Angela Merkel was not aware what the songs played during a rally she attended in Zagreb were about, the office of the German Chancellor said on Wednesday after NGO’s and some German media expressed disappointment over the music by a controversial nationalist Croatian singer at the gathering.
Berlin’s ‘Der Tagesspiegel’ wrote after the rally on Saturday that Merkel’s speech about the dangers of nationalism and about strengthening right-wing populism was “overshadowed by noticeable nationalist sounds.”
This primarily referred to a speech by ruling party politician Karlo Ressler, who mentioned the Bleiburg commemoration event, and the song ‘Lijepa li si’, by Marko Perkovic Thompson, which was played there.
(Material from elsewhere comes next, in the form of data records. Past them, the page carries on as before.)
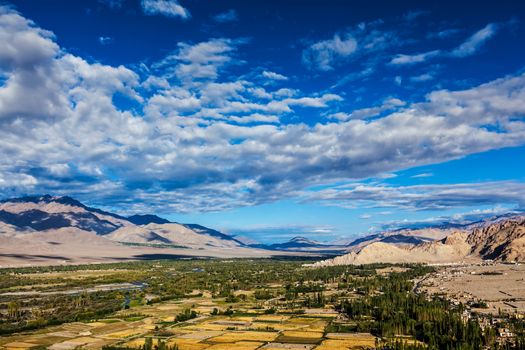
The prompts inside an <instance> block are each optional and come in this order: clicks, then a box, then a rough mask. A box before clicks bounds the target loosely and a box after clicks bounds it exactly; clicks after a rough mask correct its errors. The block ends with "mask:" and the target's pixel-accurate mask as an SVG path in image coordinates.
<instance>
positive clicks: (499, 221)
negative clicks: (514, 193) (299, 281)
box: [314, 216, 525, 266]
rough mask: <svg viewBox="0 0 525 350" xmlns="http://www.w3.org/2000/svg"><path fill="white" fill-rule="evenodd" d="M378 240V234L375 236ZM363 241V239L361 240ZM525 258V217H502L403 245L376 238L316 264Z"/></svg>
mask: <svg viewBox="0 0 525 350" xmlns="http://www.w3.org/2000/svg"><path fill="white" fill-rule="evenodd" d="M374 239H377V237H374ZM359 243H362V242H359ZM486 259H491V260H498V261H525V216H515V217H506V218H498V219H497V220H495V221H487V222H485V223H483V224H479V223H477V224H476V225H473V226H472V227H470V228H469V229H465V230H461V231H455V232H454V233H452V234H449V235H447V237H445V238H443V239H440V240H437V241H433V242H423V243H419V244H416V245H407V246H399V245H396V244H393V243H387V242H384V241H383V242H382V241H373V242H372V243H370V244H367V245H365V246H363V247H362V248H361V249H359V250H358V251H354V252H351V253H349V254H345V255H342V256H339V257H336V258H334V259H328V260H324V261H320V262H318V263H316V264H314V265H315V266H333V265H347V264H369V263H377V262H388V263H409V262H410V263H457V262H462V261H467V260H468V261H471V260H476V261H480V260H486Z"/></svg>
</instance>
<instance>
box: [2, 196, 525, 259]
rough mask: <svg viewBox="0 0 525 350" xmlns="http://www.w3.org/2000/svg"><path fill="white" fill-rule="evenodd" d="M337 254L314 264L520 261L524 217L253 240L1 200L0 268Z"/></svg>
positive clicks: (125, 217) (519, 216)
mask: <svg viewBox="0 0 525 350" xmlns="http://www.w3.org/2000/svg"><path fill="white" fill-rule="evenodd" d="M274 255H303V256H306V255H317V256H319V255H331V256H334V255H340V256H337V257H335V258H332V259H327V260H324V261H320V262H318V263H316V265H318V266H327V265H339V264H365V263H374V262H392V263H398V262H427V263H449V262H461V261H480V260H486V259H491V260H500V261H523V260H525V216H523V215H516V214H513V215H502V216H499V217H495V218H492V219H490V220H486V221H478V222H473V223H466V224H461V225H458V224H453V225H444V224H440V225H439V226H436V227H425V228H412V227H411V228H404V229H397V230H393V231H386V232H380V233H375V234H371V235H367V236H364V237H359V238H357V239H353V240H340V241H336V242H331V243H324V242H318V241H315V240H311V239H308V238H305V237H300V236H298V237H294V238H292V239H291V240H289V241H287V242H282V243H273V244H258V243H256V242H252V241H249V240H246V239H243V238H241V237H234V236H231V235H228V234H225V233H222V232H220V231H217V230H214V229H211V228H208V227H205V226H201V225H198V224H181V223H177V222H171V221H169V220H167V219H165V218H161V217H159V216H156V215H151V214H146V215H132V216H122V215H118V214H115V213H111V212H108V211H103V210H100V209H97V208H92V207H89V206H86V205H84V204H82V203H81V202H79V201H77V200H75V199H73V198H71V197H67V196H65V197H59V196H51V195H43V196H29V197H21V198H13V199H6V200H2V201H0V266H11V265H17V266H18V265H25V264H27V265H34V264H56V263H85V262H109V261H121V260H134V259H151V258H162V257H165V258H172V257H185V256H186V257H269V256H274Z"/></svg>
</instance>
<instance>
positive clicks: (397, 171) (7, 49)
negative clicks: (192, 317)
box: [0, 0, 525, 243]
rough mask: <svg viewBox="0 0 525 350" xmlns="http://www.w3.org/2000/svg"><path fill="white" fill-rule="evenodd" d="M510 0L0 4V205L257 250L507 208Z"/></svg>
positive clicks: (516, 144) (184, 2) (440, 223)
mask: <svg viewBox="0 0 525 350" xmlns="http://www.w3.org/2000/svg"><path fill="white" fill-rule="evenodd" d="M524 117H525V3H523V2H521V1H498V2H485V1H481V2H480V1H425V2H422V1H395V2H394V1H387V0H384V1H376V0H371V1H335V0H333V1H330V0H325V1H313V0H304V1H298V0H294V1H291V0H280V1H259V0H252V1H229V0H215V1H203V0H179V1H175V0H98V1H97V0H92V1H83V0H76V1H70V0H62V1H61V0H39V1H34V0H20V1H3V0H0V155H1V156H2V157H0V197H1V198H10V197H16V196H22V195H35V194H44V193H48V194H52V195H69V196H72V197H74V198H77V199H79V200H81V201H83V202H85V203H86V204H89V205H92V206H96V207H100V208H103V209H107V210H112V211H115V212H118V213H121V214H124V215H127V214H135V213H154V214H158V215H160V216H163V217H166V218H168V219H171V220H174V221H177V222H192V223H199V224H202V225H206V226H209V227H212V228H215V229H219V230H222V231H224V232H226V233H229V234H232V235H242V236H246V237H249V238H251V239H253V240H256V241H259V242H263V243H269V242H281V241H285V240H287V239H289V238H291V237H294V236H304V237H307V238H311V239H316V240H319V241H323V242H328V241H344V240H346V239H351V238H353V237H357V236H360V235H364V234H368V233H371V232H378V231H381V230H388V229H395V228H400V227H418V226H420V225H434V224H441V223H462V222H468V221H475V220H479V219H480V218H483V217H487V216H493V215H499V214H502V213H506V212H509V211H511V212H512V211H521V210H523V209H524V208H525V153H524V152H525V120H524Z"/></svg>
The newspaper said that the German guests were probably not aware who is singing the song since concerts of the Ustasha singer Marko Perkovic Thompson were banned in Germany several times in recent years.
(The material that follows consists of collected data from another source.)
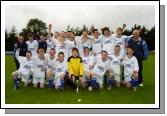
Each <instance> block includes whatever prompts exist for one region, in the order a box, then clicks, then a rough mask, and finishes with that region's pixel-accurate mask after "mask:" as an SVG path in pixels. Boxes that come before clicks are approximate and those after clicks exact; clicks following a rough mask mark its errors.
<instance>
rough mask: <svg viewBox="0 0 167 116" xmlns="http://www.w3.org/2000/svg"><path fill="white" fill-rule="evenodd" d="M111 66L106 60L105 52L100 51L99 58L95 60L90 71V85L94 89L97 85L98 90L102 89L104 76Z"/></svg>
mask: <svg viewBox="0 0 167 116" xmlns="http://www.w3.org/2000/svg"><path fill="white" fill-rule="evenodd" d="M110 65H111V62H110V60H109V59H108V53H107V51H102V52H101V56H100V57H96V58H95V65H94V67H93V69H92V70H91V76H92V85H93V88H94V89H96V88H97V85H99V87H100V89H103V81H104V74H105V73H106V72H107V70H109V68H110Z"/></svg>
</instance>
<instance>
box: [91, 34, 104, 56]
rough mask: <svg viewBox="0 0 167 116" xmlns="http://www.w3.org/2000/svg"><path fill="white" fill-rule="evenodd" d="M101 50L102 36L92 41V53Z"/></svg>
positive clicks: (94, 39) (99, 53)
mask: <svg viewBox="0 0 167 116" xmlns="http://www.w3.org/2000/svg"><path fill="white" fill-rule="evenodd" d="M101 51H102V38H100V37H98V38H97V39H93V41H92V53H95V54H96V55H97V54H101Z"/></svg>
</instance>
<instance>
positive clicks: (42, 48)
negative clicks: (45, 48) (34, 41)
mask: <svg viewBox="0 0 167 116" xmlns="http://www.w3.org/2000/svg"><path fill="white" fill-rule="evenodd" d="M39 50H43V51H44V52H45V49H44V48H38V50H37V53H39Z"/></svg>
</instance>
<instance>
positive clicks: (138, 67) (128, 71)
mask: <svg viewBox="0 0 167 116" xmlns="http://www.w3.org/2000/svg"><path fill="white" fill-rule="evenodd" d="M133 53H134V49H133V48H132V47H130V46H128V47H127V55H126V56H125V58H124V60H123V62H122V64H123V66H124V80H125V85H126V87H128V88H129V87H133V90H134V91H136V89H137V85H138V71H139V66H138V62H137V59H136V57H135V56H133Z"/></svg>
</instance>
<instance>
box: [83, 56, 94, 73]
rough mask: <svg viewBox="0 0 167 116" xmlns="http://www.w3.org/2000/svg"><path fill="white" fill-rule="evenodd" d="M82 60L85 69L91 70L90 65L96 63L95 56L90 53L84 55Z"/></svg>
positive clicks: (88, 71)
mask: <svg viewBox="0 0 167 116" xmlns="http://www.w3.org/2000/svg"><path fill="white" fill-rule="evenodd" d="M82 62H83V65H84V71H87V72H89V71H90V70H91V69H90V68H89V66H91V65H92V66H93V64H94V63H95V58H94V56H91V55H88V56H83V57H82Z"/></svg>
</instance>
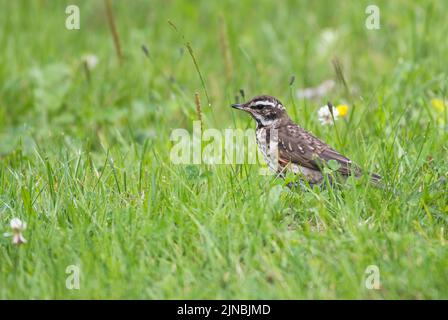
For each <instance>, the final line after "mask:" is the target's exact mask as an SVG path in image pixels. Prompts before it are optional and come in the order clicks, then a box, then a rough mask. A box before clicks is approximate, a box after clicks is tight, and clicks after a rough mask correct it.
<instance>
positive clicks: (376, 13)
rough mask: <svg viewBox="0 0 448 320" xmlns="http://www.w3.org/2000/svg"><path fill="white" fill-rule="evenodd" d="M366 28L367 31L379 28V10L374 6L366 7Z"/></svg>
mask: <svg viewBox="0 0 448 320" xmlns="http://www.w3.org/2000/svg"><path fill="white" fill-rule="evenodd" d="M365 12H366V14H368V16H367V18H366V22H365V25H366V28H367V29H368V30H378V29H379V28H380V8H379V7H378V6H376V5H373V4H371V5H368V6H367V7H366V11H365Z"/></svg>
“Chancellor Merkel was not familiar with what songs will be played during the party gathering in Zagreb, nor did she know of the content of those songs. Chancellor Merkel has during her visit to Zagreb clearly expressed her stance that she opposes nationalism,” Merkel’s office told N1.
“Our values are that we can be proud of our country – patriotism and the EU do not clash with each other. On the other hand, nationalism is an adversary that wants to destroy Europe and we must say that clearly,” Merkel said in front of thousands of HDZ supporters at the Saturday rally.
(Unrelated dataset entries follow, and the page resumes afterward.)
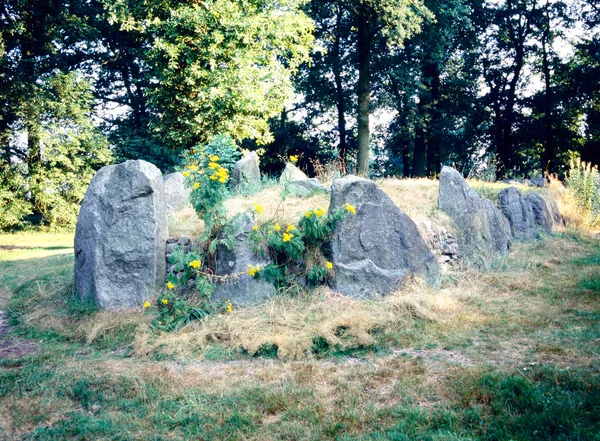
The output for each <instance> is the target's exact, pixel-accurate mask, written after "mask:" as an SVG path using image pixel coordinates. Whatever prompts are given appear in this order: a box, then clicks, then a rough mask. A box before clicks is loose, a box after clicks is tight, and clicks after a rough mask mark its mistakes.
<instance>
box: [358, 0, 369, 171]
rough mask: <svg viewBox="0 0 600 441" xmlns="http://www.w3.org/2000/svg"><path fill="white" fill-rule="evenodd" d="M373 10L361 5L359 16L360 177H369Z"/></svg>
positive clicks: (358, 82)
mask: <svg viewBox="0 0 600 441" xmlns="http://www.w3.org/2000/svg"><path fill="white" fill-rule="evenodd" d="M371 15H372V11H371V8H370V7H369V6H368V5H366V4H365V3H364V2H363V3H361V7H360V14H359V16H358V84H357V97H358V112H357V114H358V116H357V120H358V161H357V162H358V164H357V172H358V174H359V175H363V176H368V175H369V138H370V132H369V111H370V107H371V41H372V36H371V30H370V24H369V18H370V17H371Z"/></svg>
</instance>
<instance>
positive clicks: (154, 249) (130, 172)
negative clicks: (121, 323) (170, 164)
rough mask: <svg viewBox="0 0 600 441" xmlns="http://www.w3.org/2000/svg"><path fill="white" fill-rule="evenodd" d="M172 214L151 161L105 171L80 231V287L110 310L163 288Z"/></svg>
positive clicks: (77, 226) (95, 191) (77, 277)
mask: <svg viewBox="0 0 600 441" xmlns="http://www.w3.org/2000/svg"><path fill="white" fill-rule="evenodd" d="M167 235H168V233H167V211H166V205H165V200H164V184H163V177H162V174H161V172H160V170H159V169H158V168H157V167H155V166H154V165H152V164H150V163H149V162H146V161H126V162H124V163H122V164H118V165H109V166H106V167H103V168H101V169H100V170H99V171H98V172H97V173H96V175H95V176H94V178H93V179H92V181H91V182H90V186H89V188H88V190H87V192H86V194H85V197H84V199H83V202H82V205H81V210H80V212H79V218H78V220H77V228H76V232H75V287H76V289H77V293H78V294H79V296H81V297H83V298H91V299H93V301H94V302H95V303H96V304H97V305H98V306H100V307H102V308H106V309H113V310H114V309H123V308H133V307H138V306H140V305H142V303H143V302H144V301H145V300H150V299H152V298H155V297H156V295H157V293H158V292H159V291H160V290H162V289H163V288H164V280H165V272H166V262H165V244H166V240H167Z"/></svg>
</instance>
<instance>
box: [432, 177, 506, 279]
mask: <svg viewBox="0 0 600 441" xmlns="http://www.w3.org/2000/svg"><path fill="white" fill-rule="evenodd" d="M438 208H439V209H440V210H441V211H443V212H445V213H446V214H448V216H450V218H451V219H452V220H453V221H454V224H455V226H456V232H457V240H458V246H459V258H460V259H461V260H462V261H464V262H465V263H467V264H468V265H472V266H474V267H476V268H479V269H489V268H490V265H491V261H492V259H493V257H494V256H496V255H504V254H506V253H507V252H508V250H509V249H510V245H511V241H510V225H509V223H508V220H507V219H506V218H505V217H504V215H503V214H502V213H501V212H500V210H498V208H497V207H496V206H495V205H494V204H493V203H492V201H490V200H489V199H483V198H480V197H479V196H478V195H477V193H476V192H475V191H474V190H473V189H471V188H470V187H469V185H468V184H467V181H465V179H464V178H463V177H462V176H461V175H460V173H458V172H457V171H456V170H454V169H453V168H450V167H443V168H442V172H441V173H440V195H439V199H438Z"/></svg>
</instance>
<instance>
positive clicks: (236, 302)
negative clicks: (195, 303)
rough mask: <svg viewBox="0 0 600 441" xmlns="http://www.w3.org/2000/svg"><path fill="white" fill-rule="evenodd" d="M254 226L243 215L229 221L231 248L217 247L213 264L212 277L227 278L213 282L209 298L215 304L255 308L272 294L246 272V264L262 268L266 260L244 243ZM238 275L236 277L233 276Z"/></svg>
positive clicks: (271, 291) (245, 216)
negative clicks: (225, 280)
mask: <svg viewBox="0 0 600 441" xmlns="http://www.w3.org/2000/svg"><path fill="white" fill-rule="evenodd" d="M255 224H256V223H255V222H254V219H253V218H252V216H250V215H249V214H247V213H244V214H241V215H238V216H237V217H236V218H234V219H233V220H232V226H233V230H232V233H233V236H234V237H235V240H236V245H235V248H234V249H232V250H229V249H227V247H226V246H224V245H219V246H218V247H217V261H216V266H215V274H216V275H217V276H231V278H230V279H228V280H226V281H225V283H220V282H217V287H216V289H215V292H214V294H213V295H212V299H213V300H215V301H223V300H231V302H232V303H234V304H237V305H257V304H260V303H263V302H264V301H265V300H267V299H268V298H269V297H270V296H273V295H274V294H275V287H274V286H273V284H272V283H268V282H265V281H264V280H257V279H254V278H252V277H251V276H250V275H249V274H247V273H246V271H247V270H248V265H253V266H256V265H260V266H261V267H263V268H264V267H265V266H266V265H267V264H268V263H269V261H268V260H266V259H264V258H262V257H259V256H256V255H255V254H254V252H253V250H252V244H250V243H249V242H248V235H249V234H250V232H251V231H252V227H253V226H254V225H255ZM234 275H238V276H237V277H233V276H234Z"/></svg>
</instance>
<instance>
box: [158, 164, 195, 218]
mask: <svg viewBox="0 0 600 441" xmlns="http://www.w3.org/2000/svg"><path fill="white" fill-rule="evenodd" d="M163 181H164V183H165V204H166V206H167V214H170V213H175V212H177V211H179V210H181V209H183V208H185V207H186V206H188V205H190V193H191V190H190V188H189V187H186V185H185V177H184V176H183V175H182V174H181V173H180V172H175V173H170V174H168V175H165V176H163Z"/></svg>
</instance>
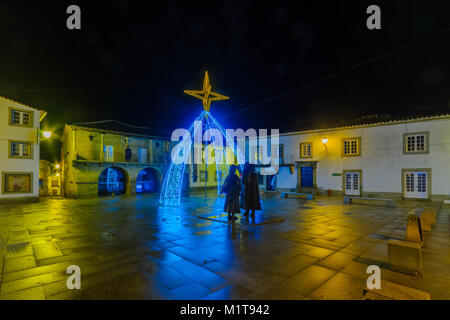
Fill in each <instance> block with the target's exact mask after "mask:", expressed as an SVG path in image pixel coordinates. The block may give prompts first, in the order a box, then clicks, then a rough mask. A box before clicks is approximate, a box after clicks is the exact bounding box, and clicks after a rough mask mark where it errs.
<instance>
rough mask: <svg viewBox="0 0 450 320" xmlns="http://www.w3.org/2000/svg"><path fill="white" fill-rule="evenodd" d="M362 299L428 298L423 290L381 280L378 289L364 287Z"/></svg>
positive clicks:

“We in Germany now have 74 years of peace. You (in Croatia) had a war in the 1990s and you are aware of what it means and why it is important to preserve this peace,” she said, adding that this “can be accomplished only if the national cause is advocated on the one hand, while on the other hand, we need to be able to put ourselves in other people's shoes and build bridges.
In Bosnia, Thompson’s music was criticised because it glorifies Herzeg-Bosna, a wartime self-declared para-state established the south of Bosnia and Herzegovina in 1991.
Its armed forces, the Croatian Defence Council (HVO), were first allies with Bosniak armed forces but the two then turned against each other after the parastate declared itself a republic on August 28, 1993, and changed its name into the Croatian Republic of Herzeg-Bosna, with Mostar being its capital.
The parastate had the ambition to become part of neighbouring Croatia.
The Croat-Bosniak conflict ended in 1994 with an agreement brokered in Washington, D.C. which prescribed the creation of a Bosniak-Croat Federation entity (FBiH) out of territories controlled by Bosniaks and Bosnian Croats. Herzeg-Bosna was abolished two years later.
The Bosnian Advocacy Centre (BAC), an independent organisation advocating for a free and democratic Bosnia and Herzegovina, sent a letter to the German Ambassador in Sarajevo asking for clarification of “a set of unclear circumstances,” following Merkel's attendance the rally.
Merkel proved her dedication to strengthen the friendly ties between Germany and Bosnia, said the letter. However, her attendance at the rally which glorified so-called Herzeg-Bosna, was “disappointing.”